A disseminação de fake news, ou notícias falsas, tem se tornado um desafio significativo em várias esferas da sociedade, incluindo o sistema educacional. A proliferação de informações enganosas e muitas vezes sensacionalistas pode impactar negativamente a formação dos estudantes, prejudicando o pensamento crítico, a compreensão precisa da realidade e a busca por conhecimento confiável. Aqui, vamos discutir um pouco da construção histórica da fake news e como isso pode influenciar na educação das próximas gerações a partir de conceitos neurocientíficos.
A prática de disseminar informações falsas remonta a tempos antigos. Desde a antiguidade, textos e relatos adulterados eram usados para influenciar opiniões e manipular eventos. A imprensa durante os séculos XVI e XVII já testemunhou a disseminação de rumores e boatos infundados, algo que acaba se repetindo nos dias atuais. A influência das fake news no sistema educacional historicamente resultou em equívocos, distorções e narrativas tendenciosas. A educação formal e a transmissão de conhecimento muitas vezes foram prejudicadas por informações incorretas ou deturpadas, dificultando o desenvolvimento de uma compreensão precisa dos eventos históricos e conceitos complexos. A ascensão da era digital trouxe uma nova dimensão à disseminação de fake news. Plataformas online ampliaram o alcance e a velocidade com que informações falsas são compartilhadas e isso afetou a qualidade do nosso conhecimento adquirido e aumentou os desafios enfrentados pela educação. Dessa forma, torna-se essencial compreender como as fake news afetam a percepção, a memória e o pensamento crítico dos indivíduos que se encontram em processo de aprendizagem e desenvolvimento de conceitos cognitivos pessoais e sociais associados ao sistema educacional.
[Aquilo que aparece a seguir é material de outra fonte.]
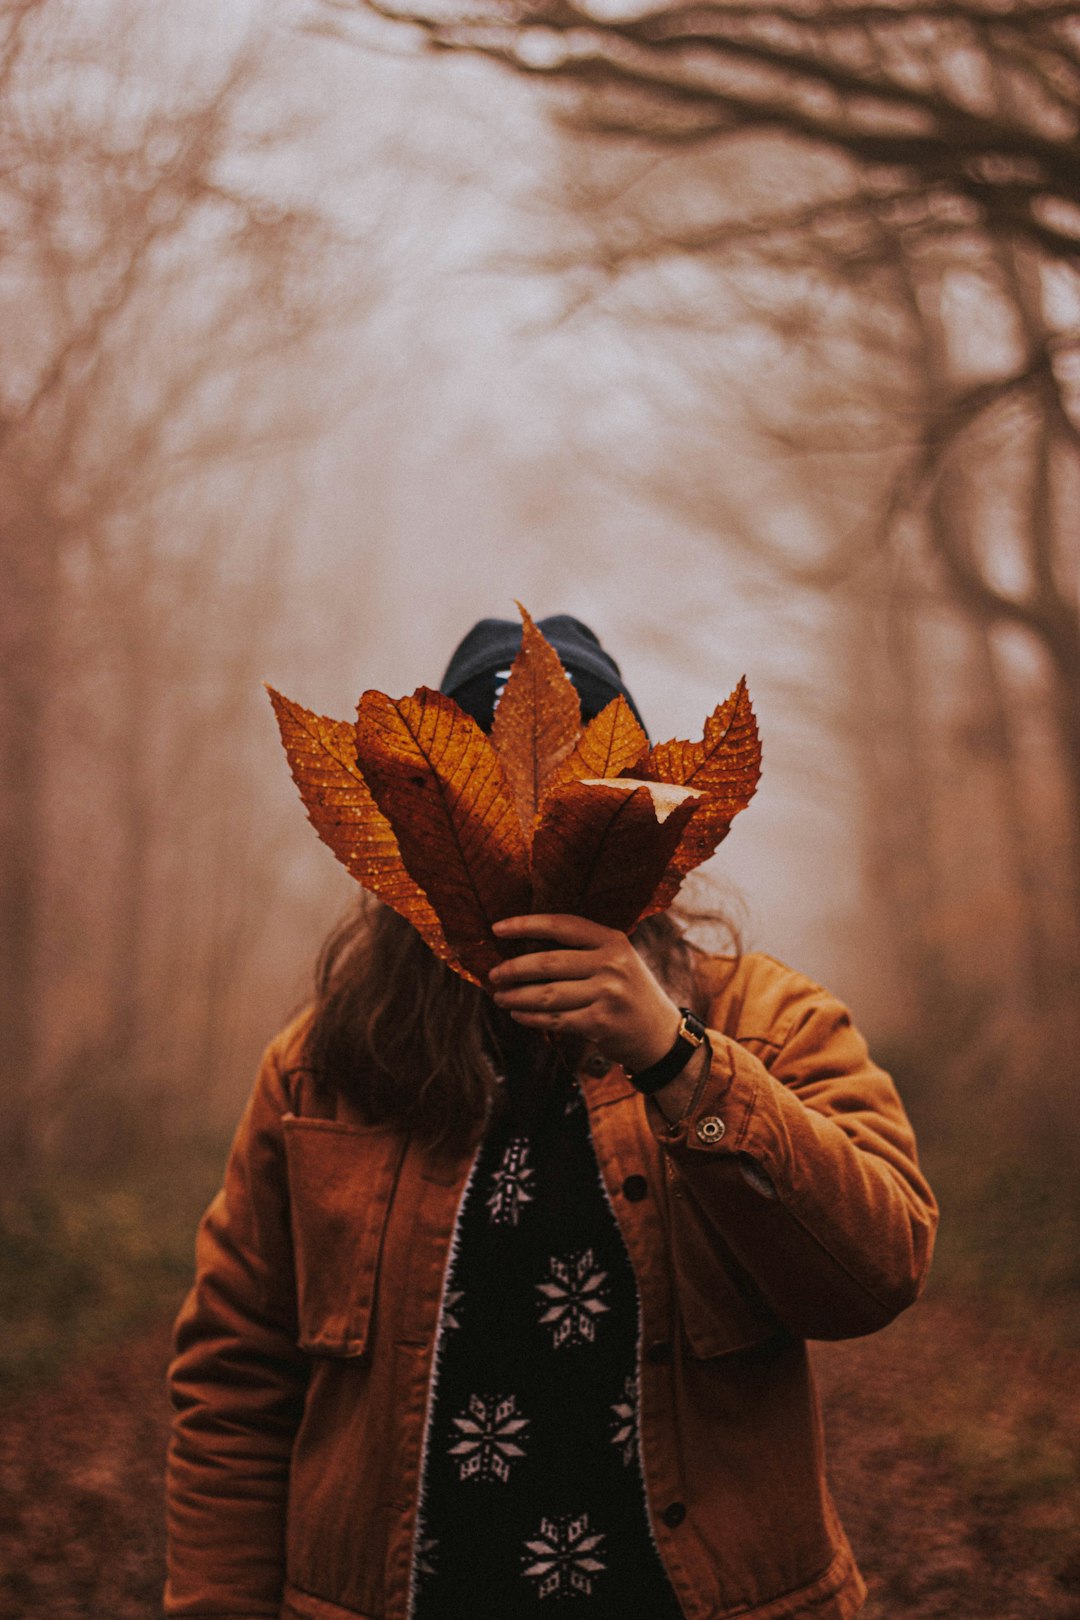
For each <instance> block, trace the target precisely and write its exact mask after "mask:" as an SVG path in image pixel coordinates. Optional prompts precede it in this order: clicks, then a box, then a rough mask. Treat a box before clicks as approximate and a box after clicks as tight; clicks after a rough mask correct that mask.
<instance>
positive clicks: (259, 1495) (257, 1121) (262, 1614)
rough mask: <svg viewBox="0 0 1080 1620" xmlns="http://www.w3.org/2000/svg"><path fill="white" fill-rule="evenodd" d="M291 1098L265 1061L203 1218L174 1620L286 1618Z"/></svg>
mask: <svg viewBox="0 0 1080 1620" xmlns="http://www.w3.org/2000/svg"><path fill="white" fill-rule="evenodd" d="M287 1110H288V1098H287V1095H285V1092H283V1087H282V1079H280V1074H279V1066H277V1061H275V1055H274V1048H270V1050H269V1051H267V1055H266V1056H264V1061H262V1066H261V1071H259V1077H257V1081H256V1087H254V1090H253V1093H251V1098H249V1102H248V1108H246V1111H244V1115H243V1119H241V1123H240V1128H238V1131H236V1139H235V1142H233V1147H232V1153H230V1158H228V1165H227V1170H225V1184H223V1187H222V1191H220V1192H219V1196H217V1197H215V1199H214V1202H212V1204H210V1209H209V1210H207V1213H206V1215H204V1218H202V1223H201V1226H199V1236H198V1243H196V1281H194V1288H193V1290H191V1293H189V1294H188V1299H186V1301H185V1304H183V1309H181V1312H180V1317H178V1322H176V1328H175V1359H173V1362H172V1367H170V1392H172V1401H173V1408H175V1417H173V1432H172V1443H170V1452H168V1476H167V1520H168V1579H167V1586H165V1614H167V1615H199V1617H210V1615H212V1617H215V1620H256V1617H257V1620H269V1617H274V1620H277V1615H279V1612H280V1602H282V1584H283V1563H285V1500H287V1489H288V1464H290V1453H291V1445H293V1437H295V1432H296V1426H298V1422H300V1416H301V1411H303V1400H304V1388H306V1358H304V1356H303V1353H301V1351H300V1349H298V1348H296V1302H295V1285H293V1255H291V1239H290V1221H288V1199H287V1181H285V1168H283V1144H282V1124H280V1121H282V1115H283V1113H285V1111H287Z"/></svg>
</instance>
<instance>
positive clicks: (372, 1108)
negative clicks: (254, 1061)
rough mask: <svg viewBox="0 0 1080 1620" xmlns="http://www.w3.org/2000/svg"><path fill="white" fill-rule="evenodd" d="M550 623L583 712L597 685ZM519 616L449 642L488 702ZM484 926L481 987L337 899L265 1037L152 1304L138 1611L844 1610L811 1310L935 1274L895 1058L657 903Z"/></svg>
mask: <svg viewBox="0 0 1080 1620" xmlns="http://www.w3.org/2000/svg"><path fill="white" fill-rule="evenodd" d="M541 630H544V633H546V635H547V640H549V642H551V643H552V645H554V646H555V650H557V651H559V654H560V659H562V663H563V667H565V669H567V672H568V674H570V677H572V679H573V680H575V685H576V687H578V693H580V697H581V705H583V716H585V718H589V716H591V714H594V713H597V711H599V710H601V708H602V706H604V703H607V701H609V700H610V698H612V697H614V695H615V693H619V692H623V693H625V695H627V698H628V693H627V689H625V684H623V680H622V676H620V671H619V666H617V664H615V663H614V659H612V658H610V656H609V654H607V653H606V651H604V650H602V648H601V645H599V642H597V640H596V637H594V635H593V632H591V630H588V627H585V625H583V624H580V622H578V620H576V619H570V617H568V616H557V617H554V619H547V620H541ZM520 633H521V632H520V627H517V625H512V624H508V622H504V620H481V624H479V625H476V627H474V629H473V630H471V632H470V635H468V637H466V638H465V642H463V643H461V645H460V646H458V650H457V651H455V654H453V658H452V661H450V667H449V669H447V676H445V677H444V682H442V689H444V692H449V693H452V695H453V697H455V698H457V700H458V703H460V705H461V706H463V708H466V710H468V711H470V713H471V714H473V716H474V718H476V719H478V721H479V723H481V724H483V726H486V727H491V723H492V713H494V705H495V701H497V695H499V692H500V685H502V682H505V679H507V674H508V667H510V661H512V658H513V654H515V650H517V645H518V640H520ZM495 933H497V935H499V936H502V938H504V940H507V941H508V943H512V944H513V948H515V949H518V951H521V953H523V954H518V956H508V957H507V961H505V962H504V964H502V966H500V967H499V969H495V970H494V972H492V975H491V985H489V988H487V991H484V990H481V988H478V987H476V985H471V983H468V982H466V980H463V978H461V977H458V975H455V974H453V972H450V970H449V969H447V967H445V966H444V964H440V962H439V961H436V957H434V956H432V954H431V951H429V949H427V946H426V944H424V943H423V941H421V938H419V935H416V932H415V930H413V928H411V927H410V925H408V923H406V922H403V920H402V919H400V917H398V915H397V914H395V912H392V910H387V909H385V907H381V906H377V904H372V902H364V904H361V907H359V910H358V914H356V915H355V917H351V919H350V920H348V922H347V923H345V925H343V927H340V928H338V930H337V932H335V935H334V936H332V938H330V941H329V943H327V946H325V949H324V953H322V957H321V962H319V969H317V980H316V1000H314V1006H313V1008H311V1009H308V1011H306V1013H304V1014H301V1017H298V1019H296V1021H293V1022H291V1024H290V1025H288V1027H287V1029H285V1030H283V1032H282V1035H279V1038H277V1040H275V1042H274V1043H272V1045H270V1047H269V1050H267V1053H266V1058H264V1061H262V1066H261V1069H259V1076H257V1081H256V1085H254V1092H253V1095H251V1098H249V1103H248V1108H246V1111H244V1116H243V1121H241V1124H240V1129H238V1134H236V1139H235V1144H233V1149H232V1153H230V1158H228V1165H227V1171H225V1183H223V1189H222V1192H220V1194H219V1197H217V1199H215V1200H214V1204H212V1205H210V1209H209V1212H207V1215H206V1217H204V1221H202V1226H201V1231H199V1238H198V1275H196V1283H194V1288H193V1291H191V1294H189V1296H188V1299H186V1302H185V1306H183V1309H181V1314H180V1319H178V1324H176V1340H175V1359H173V1364H172V1369H170V1380H172V1398H173V1403H175V1424H173V1437H172V1445H170V1461H168V1583H167V1591H165V1610H167V1614H168V1615H172V1617H178V1615H185V1617H207V1620H209V1617H219V1620H256V1617H285V1620H301V1617H303V1620H526V1617H534V1615H538V1617H546V1615H563V1614H565V1615H581V1617H583V1620H615V1617H619V1620H625V1617H627V1615H633V1617H635V1620H677V1617H680V1615H682V1617H687V1620H721V1617H729V1615H740V1617H746V1620H789V1617H800V1615H813V1617H814V1620H845V1617H848V1615H852V1614H855V1610H857V1609H858V1607H860V1605H861V1601H863V1597H865V1586H863V1581H861V1578H860V1575H858V1570H857V1567H855V1562H853V1557H852V1550H850V1545H848V1542H847V1539H845V1534H844V1531H842V1528H840V1523H839V1520H837V1513H836V1510H834V1505H832V1500H831V1497H829V1490H827V1486H826V1479H824V1466H823V1435H821V1417H819V1408H818V1400H816V1393H814V1383H813V1375H811V1371H810V1362H808V1354H806V1340H813V1338H844V1336H853V1335H861V1333H870V1332H874V1330H876V1328H881V1327H884V1325H886V1324H887V1322H889V1320H892V1319H894V1317H895V1315H897V1312H900V1311H904V1309H905V1307H907V1306H908V1304H912V1301H913V1299H915V1298H916V1294H918V1293H920V1288H921V1285H923V1280H925V1277H926V1270H928V1264H929V1257H931V1249H933V1238H934V1226H936V1205H934V1199H933V1194H931V1191H929V1187H928V1184H926V1181H925V1179H923V1174H921V1173H920V1168H918V1160H916V1150H915V1142H913V1136H912V1129H910V1124H908V1121H907V1118H905V1113H904V1108H902V1105H900V1100H899V1097H897V1092H895V1089H894V1085H892V1082H891V1079H889V1077H887V1076H886V1074H884V1072H882V1071H881V1069H879V1068H876V1066H874V1063H873V1061H871V1059H870V1056H868V1051H866V1047H865V1043H863V1040H861V1037H860V1035H858V1032H857V1030H855V1029H853V1025H852V1021H850V1017H848V1013H847V1011H845V1008H844V1006H842V1004H840V1003H839V1001H836V1000H834V998H832V996H831V995H829V993H827V991H826V990H823V988H821V987H818V985H816V983H813V982H811V980H808V978H805V977H803V975H800V974H797V972H792V970H790V969H787V967H784V966H782V964H780V962H777V961H774V959H772V957H767V956H763V954H756V953H740V951H738V949H732V951H730V953H727V954H722V956H711V954H706V953H704V951H701V949H698V948H695V946H693V944H691V943H690V938H688V935H687V932H685V927H683V925H682V923H680V920H678V917H677V914H674V912H667V914H662V915H659V917H653V919H649V920H648V922H644V923H641V925H640V927H638V930H636V932H635V935H633V938H627V936H625V935H622V933H617V932H614V930H609V928H604V927H599V925H597V923H593V922H588V920H583V919H578V917H567V915H529V917H517V919H507V920H505V922H502V923H499V925H497V927H495Z"/></svg>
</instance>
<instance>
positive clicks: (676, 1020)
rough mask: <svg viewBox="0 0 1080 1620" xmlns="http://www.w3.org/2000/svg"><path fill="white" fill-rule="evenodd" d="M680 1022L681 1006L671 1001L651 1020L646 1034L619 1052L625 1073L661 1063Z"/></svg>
mask: <svg viewBox="0 0 1080 1620" xmlns="http://www.w3.org/2000/svg"><path fill="white" fill-rule="evenodd" d="M680 1024H682V1008H677V1006H675V1003H674V1001H672V1003H670V1004H669V1006H667V1008H665V1009H664V1011H662V1013H659V1014H657V1017H656V1019H654V1021H653V1022H651V1025H649V1030H648V1034H646V1035H643V1037H640V1038H638V1042H635V1045H633V1047H631V1048H628V1050H627V1051H623V1053H620V1056H619V1061H620V1063H622V1066H623V1069H625V1071H627V1074H640V1072H641V1071H643V1069H651V1068H653V1064H654V1063H661V1059H662V1058H664V1056H665V1055H667V1053H669V1051H670V1050H672V1043H674V1040H675V1037H677V1035H678V1025H680Z"/></svg>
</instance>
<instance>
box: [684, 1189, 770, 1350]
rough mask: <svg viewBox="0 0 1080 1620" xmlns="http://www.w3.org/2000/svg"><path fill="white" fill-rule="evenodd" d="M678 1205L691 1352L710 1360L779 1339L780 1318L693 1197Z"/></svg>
mask: <svg viewBox="0 0 1080 1620" xmlns="http://www.w3.org/2000/svg"><path fill="white" fill-rule="evenodd" d="M672 1205H674V1207H672V1215H670V1220H672V1234H670V1244H672V1272H674V1283H675V1301H677V1309H678V1315H680V1319H682V1327H683V1333H685V1336H687V1345H688V1346H690V1353H691V1354H693V1356H696V1358H698V1359H701V1361H708V1359H711V1358H712V1356H727V1354H732V1353H735V1351H742V1349H750V1348H751V1346H755V1345H763V1343H766V1341H767V1340H772V1338H776V1335H777V1332H782V1328H780V1324H779V1320H777V1319H776V1315H774V1314H772V1311H771V1309H769V1306H767V1304H766V1302H764V1299H761V1296H759V1294H758V1290H756V1288H755V1285H753V1281H751V1278H750V1277H746V1273H745V1272H743V1270H742V1267H740V1265H738V1262H737V1260H735V1257H733V1255H732V1254H730V1251H729V1247H727V1244H725V1243H724V1239H722V1236H721V1234H719V1233H717V1231H716V1230H714V1228H712V1226H711V1223H709V1221H708V1220H706V1217H704V1212H703V1210H701V1207H699V1205H698V1204H696V1200H695V1199H693V1196H691V1194H690V1192H688V1191H687V1192H685V1196H683V1197H680V1199H674V1200H672Z"/></svg>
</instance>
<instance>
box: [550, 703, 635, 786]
mask: <svg viewBox="0 0 1080 1620" xmlns="http://www.w3.org/2000/svg"><path fill="white" fill-rule="evenodd" d="M648 747H649V739H648V737H646V735H644V732H643V729H641V726H640V724H638V721H636V718H635V713H633V710H631V708H630V705H628V703H627V700H625V697H623V695H622V692H620V693H619V697H617V698H612V701H610V703H607V705H606V706H604V708H602V710H601V711H599V714H594V716H593V719H591V721H589V723H588V726H586V727H585V731H583V732H581V735H580V737H578V740H576V745H575V747H573V750H572V752H570V753H568V755H567V758H565V760H563V761H562V765H560V766H559V771H557V773H555V778H554V781H552V787H555V786H557V784H559V782H572V781H583V779H585V778H594V779H601V781H607V779H609V778H612V776H622V774H623V771H633V768H635V766H636V765H638V763H640V761H641V757H643V755H644V753H646V750H648Z"/></svg>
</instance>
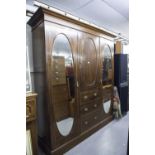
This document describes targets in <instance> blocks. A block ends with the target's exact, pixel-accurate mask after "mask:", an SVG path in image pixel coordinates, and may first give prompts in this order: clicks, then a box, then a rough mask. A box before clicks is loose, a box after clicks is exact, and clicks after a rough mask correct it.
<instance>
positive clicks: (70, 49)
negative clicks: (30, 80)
mask: <svg viewBox="0 0 155 155" xmlns="http://www.w3.org/2000/svg"><path fill="white" fill-rule="evenodd" d="M28 24H29V25H31V27H32V37H33V38H32V40H33V57H34V60H33V61H34V73H33V75H34V85H35V92H36V93H37V94H38V97H37V104H38V106H37V115H38V116H37V118H38V133H39V135H38V136H39V144H40V145H41V146H42V148H43V149H44V150H45V151H46V153H47V154H51V155H54V154H58V155H61V154H63V153H64V152H66V151H67V150H69V149H70V148H72V147H73V146H75V145H76V144H78V143H79V142H81V141H82V140H84V139H85V138H86V137H88V136H89V135H91V134H92V133H94V132H95V131H97V130H98V129H100V128H101V127H103V126H104V125H106V124H107V123H108V122H110V121H111V120H112V96H113V68H114V67H113V65H114V64H113V50H114V42H113V39H114V37H115V36H114V35H113V34H111V33H109V32H106V31H103V30H102V29H99V28H97V27H94V26H91V25H88V24H86V23H84V22H83V23H82V22H80V21H78V20H75V19H72V18H70V17H67V16H65V15H62V14H59V13H56V12H53V11H50V10H48V9H45V8H39V9H38V10H37V11H36V13H35V14H34V15H33V16H32V17H31V19H30V20H29V21H28Z"/></svg>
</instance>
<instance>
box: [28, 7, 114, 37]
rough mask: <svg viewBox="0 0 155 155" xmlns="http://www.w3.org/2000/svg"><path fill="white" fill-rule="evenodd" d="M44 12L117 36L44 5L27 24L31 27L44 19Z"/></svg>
mask: <svg viewBox="0 0 155 155" xmlns="http://www.w3.org/2000/svg"><path fill="white" fill-rule="evenodd" d="M44 14H48V15H51V16H54V17H57V18H60V19H64V20H66V21H69V22H71V23H75V24H78V25H80V26H83V27H88V28H89V29H92V30H95V31H97V32H100V33H103V34H104V35H107V36H109V37H112V38H115V37H117V36H116V35H114V34H112V33H110V32H107V31H106V30H103V29H100V28H97V27H95V26H93V25H90V24H87V23H84V22H81V21H79V20H75V19H73V18H71V17H68V16H65V15H63V14H60V13H58V12H54V11H52V10H48V9H46V8H42V7H39V8H38V10H37V11H36V12H35V13H34V15H33V16H32V17H31V18H30V20H29V21H28V22H27V24H29V25H30V26H31V27H33V26H35V25H36V24H37V23H38V22H39V21H40V20H44Z"/></svg>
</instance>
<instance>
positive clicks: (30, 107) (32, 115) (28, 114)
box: [26, 100, 36, 120]
mask: <svg viewBox="0 0 155 155" xmlns="http://www.w3.org/2000/svg"><path fill="white" fill-rule="evenodd" d="M33 118H36V105H35V100H28V101H26V119H27V120H29V119H33Z"/></svg>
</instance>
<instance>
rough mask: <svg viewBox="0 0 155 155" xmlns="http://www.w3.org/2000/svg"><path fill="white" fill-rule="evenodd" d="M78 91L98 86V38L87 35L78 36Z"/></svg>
mask: <svg viewBox="0 0 155 155" xmlns="http://www.w3.org/2000/svg"><path fill="white" fill-rule="evenodd" d="M78 50H79V68H78V69H79V85H80V91H81V92H82V91H88V90H92V89H95V88H98V86H99V74H98V73H99V37H97V36H94V35H92V34H88V33H79V34H78Z"/></svg>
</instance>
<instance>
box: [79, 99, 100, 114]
mask: <svg viewBox="0 0 155 155" xmlns="http://www.w3.org/2000/svg"><path fill="white" fill-rule="evenodd" d="M101 104H102V99H97V100H95V101H93V102H89V103H88V104H84V105H82V106H81V107H80V113H81V114H82V115H85V114H88V113H90V112H92V111H95V110H97V109H99V108H102V107H101Z"/></svg>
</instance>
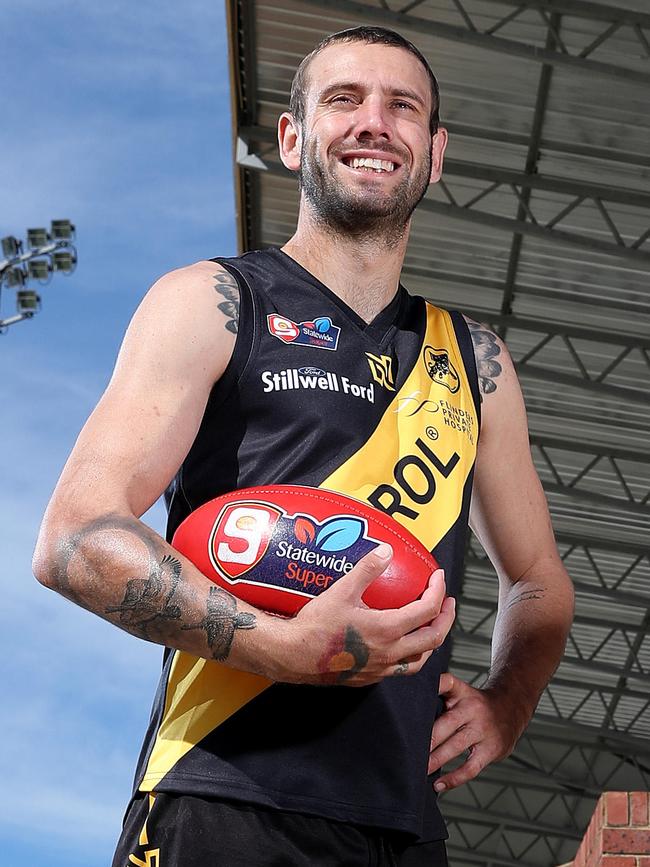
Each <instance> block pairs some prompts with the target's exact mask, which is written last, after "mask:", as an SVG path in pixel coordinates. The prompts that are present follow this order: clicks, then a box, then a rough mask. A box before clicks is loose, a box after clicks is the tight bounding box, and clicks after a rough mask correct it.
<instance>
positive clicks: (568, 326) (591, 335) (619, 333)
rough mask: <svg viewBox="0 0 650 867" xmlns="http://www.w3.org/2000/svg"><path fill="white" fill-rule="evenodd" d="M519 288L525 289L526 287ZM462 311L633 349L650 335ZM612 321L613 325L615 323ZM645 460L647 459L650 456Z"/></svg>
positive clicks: (525, 328)
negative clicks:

As fake news no sistema educacional podem ter diversos impactos negativos. Elas podem distorcer a compreensão dos estudantes sobre eventos históricos, teorias científicas e conceitos culturais, levando a uma educação baseada em informações incorretas. Além disso, as fake news podem reforçar preconceitos, reduzir a confiança nas fontes de informação legítimas e prejudicar a capacidade dos estudantes de discernir informações verdadeiras das falsas. O cérebro pode tornar fake news em uma verdade absoluta incontestável devido à natureza da memória humana e da forma como processamos informações. A memória é seletiva e pode ser moldada pela repetição, crenças pré-estabelecidas e emoções. Isso significa que tendemos a lembrar mais facilmente informações que confirmam nossas crenças e emoções, e dessa forma a cultura pode está atrelada com esse processo. Trabalhos mostram que as pessoas tendem a acreditar em informações que confirmam suas crenças e emoções, mesmo que essas informações sejam falsas. Isso é conhecido como viés de confirmação e pode levar ao fortalecimento de falsas crenças e ao descarte de informações que as contradizem. Isso pode ser altamente prejudicial no processo de aprendizagem e desenvolvimento intelectual principalmente na fase inicial da educação entre crianças e adolescentes, visto que se encontram em um processo de formação de suas crenças e distinção emocional. É nesse período que ocorre o processo de poda neuronal, mecanismo que seleciona aquelas vias neurais que irão permanecer no nosso cérebro e as que irão ser degradadas, de acordo com as áreas cerebrais mais e menos estimuladas, fazendo com que ao longo do desenvolvimento surja a capacidade de pensar sobre o problema e determinar uma solução, assim como ela consegue distinguir o certo do errado além de atribuir moções a esse contexto. Além disso, é apenas na adolescência que inicia o processo de mielinização do córtex frontal, apenas se completando na vida adulta, fazendo com que durante esse período, o adolescente desenvolva de forma gradativa o pensamento crítico e autocontrole.
Dessa forma, é imprescindível estudar estratégias que impeçam esse efeito negativo da fake news sobre o processo educacional de crianças e adolescentes. Métodos como incorporação de informações emocionalmente neutras, exposição a diferentes pontos de vista e estímulo a pensamentos críticos podem ajudar a minimizar a influência das emoções na memorização de informações, além de enfraquecer o viés de confirmação, permitindo que os indivíduos considerem essas informações de maneira mais abrangente e crítica antes de aceitá-las como verdade. Assim, por exemplo, é importante realizar trabalhos futuros investigando possíveis alterações da atividade cerebral (EEG/NIRS) nesses contextos.